Over the weekend, The New York Times published a flurry of internal Supreme Court memos related to its unsigned, unexplained February 2016 order that blocked the Clean Power Plan, an Environmental Protection Agency rule that required states to implement plans to reduce carbon emissions within their borders, from taking effect. At the time, this was (to use a legal term of art) pretty weird: When the Court issued its ruling, a Republican-led challenge to the rule was still pending before a federal appeals court in D.C. By leapfrogging that court, the justices extended special treatment to this country’s fossil fuels industry, effectively concluding that the viability of its business model was simply too important to leave to the usual legal process.

The Court’s order gave rise to what is now known as the Supreme Court’s “shadow docket”—a form of expedited review that the conservative justices have since wielded at their convenience to stymie Democratic presidents on the one hand, and, on the other, to give President Donald Trump just about anything he wants. The memos obtained by the Times make clear that one of the principal reasons the Court acted as it did is that Chief Justice John Roberts, a lifelong Republican, really did not like what would have been President Barack Obama’s signature climate initiative, and decided to use the powers of his office to spike it.
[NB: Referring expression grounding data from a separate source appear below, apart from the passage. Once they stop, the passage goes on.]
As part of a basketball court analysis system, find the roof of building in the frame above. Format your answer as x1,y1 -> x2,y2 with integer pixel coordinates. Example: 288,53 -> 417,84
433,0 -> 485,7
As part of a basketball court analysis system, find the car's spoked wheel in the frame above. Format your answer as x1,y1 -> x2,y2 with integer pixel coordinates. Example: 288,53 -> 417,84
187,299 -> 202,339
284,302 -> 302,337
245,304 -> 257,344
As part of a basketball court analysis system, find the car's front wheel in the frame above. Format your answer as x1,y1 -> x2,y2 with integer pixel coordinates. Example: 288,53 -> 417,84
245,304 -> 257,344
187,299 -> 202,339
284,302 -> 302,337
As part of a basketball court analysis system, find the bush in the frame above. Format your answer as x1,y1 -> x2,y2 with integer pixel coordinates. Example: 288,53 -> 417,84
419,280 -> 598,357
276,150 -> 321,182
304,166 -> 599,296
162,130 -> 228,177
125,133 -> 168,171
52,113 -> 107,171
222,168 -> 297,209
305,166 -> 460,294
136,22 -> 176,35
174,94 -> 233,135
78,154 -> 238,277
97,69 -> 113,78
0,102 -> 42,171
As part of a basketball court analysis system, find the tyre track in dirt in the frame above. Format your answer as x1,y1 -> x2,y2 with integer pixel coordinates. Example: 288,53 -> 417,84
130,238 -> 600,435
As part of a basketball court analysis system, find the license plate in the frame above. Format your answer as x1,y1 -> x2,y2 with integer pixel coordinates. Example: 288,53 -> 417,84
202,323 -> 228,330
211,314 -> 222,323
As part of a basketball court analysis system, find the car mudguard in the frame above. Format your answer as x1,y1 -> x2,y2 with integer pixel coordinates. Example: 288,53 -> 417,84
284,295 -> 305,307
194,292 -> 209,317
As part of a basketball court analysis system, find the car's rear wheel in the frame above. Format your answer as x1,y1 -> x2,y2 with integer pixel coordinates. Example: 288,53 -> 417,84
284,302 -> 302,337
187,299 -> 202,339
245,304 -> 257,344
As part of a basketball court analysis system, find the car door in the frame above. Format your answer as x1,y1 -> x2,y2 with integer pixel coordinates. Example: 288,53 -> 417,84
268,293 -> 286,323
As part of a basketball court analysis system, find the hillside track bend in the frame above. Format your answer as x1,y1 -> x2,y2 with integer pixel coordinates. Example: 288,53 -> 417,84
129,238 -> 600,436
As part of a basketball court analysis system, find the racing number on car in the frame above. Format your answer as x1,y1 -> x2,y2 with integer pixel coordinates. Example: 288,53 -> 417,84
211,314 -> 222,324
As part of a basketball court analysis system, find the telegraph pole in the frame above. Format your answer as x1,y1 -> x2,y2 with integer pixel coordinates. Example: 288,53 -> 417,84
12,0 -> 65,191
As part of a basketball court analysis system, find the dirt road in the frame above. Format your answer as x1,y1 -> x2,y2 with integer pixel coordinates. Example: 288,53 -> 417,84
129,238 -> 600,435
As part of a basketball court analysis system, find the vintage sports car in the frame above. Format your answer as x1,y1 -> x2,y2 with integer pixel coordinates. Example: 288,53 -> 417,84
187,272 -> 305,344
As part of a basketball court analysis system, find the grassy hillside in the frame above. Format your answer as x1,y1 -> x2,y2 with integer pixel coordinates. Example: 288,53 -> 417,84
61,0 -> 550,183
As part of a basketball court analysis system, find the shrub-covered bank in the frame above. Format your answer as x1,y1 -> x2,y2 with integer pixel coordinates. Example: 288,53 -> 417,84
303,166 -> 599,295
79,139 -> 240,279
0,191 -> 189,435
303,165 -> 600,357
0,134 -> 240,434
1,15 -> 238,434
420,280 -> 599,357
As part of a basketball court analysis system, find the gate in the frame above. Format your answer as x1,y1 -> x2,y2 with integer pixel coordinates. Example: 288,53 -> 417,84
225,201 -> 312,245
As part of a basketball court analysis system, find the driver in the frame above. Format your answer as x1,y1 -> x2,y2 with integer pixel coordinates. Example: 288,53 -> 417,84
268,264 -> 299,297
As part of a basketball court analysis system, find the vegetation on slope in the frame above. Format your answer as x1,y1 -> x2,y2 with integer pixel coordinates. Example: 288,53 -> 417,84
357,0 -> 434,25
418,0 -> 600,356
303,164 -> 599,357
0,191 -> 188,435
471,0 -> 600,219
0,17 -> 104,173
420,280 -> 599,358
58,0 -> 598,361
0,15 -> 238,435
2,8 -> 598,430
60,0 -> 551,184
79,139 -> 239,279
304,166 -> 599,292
There is, as they say, a lot going on in these memos. But it is worth remembering that of the many, many justices who would bristle at the notion that the Court would ever allow partisan politics to taint its deliberative process in this manner, none do so quite as officiously as Roberts. In 2018, after Trump disparaged a particular court ruling as the work of an “Obama judge,” Roberts issued a rare public rebuke: “We do not have Obama judges or Trump judges, Bush judges or Clinton judges,” he said. “What we have is an extraordinary group of dedicated judges doing their level best to do equal right to those appearing before them.”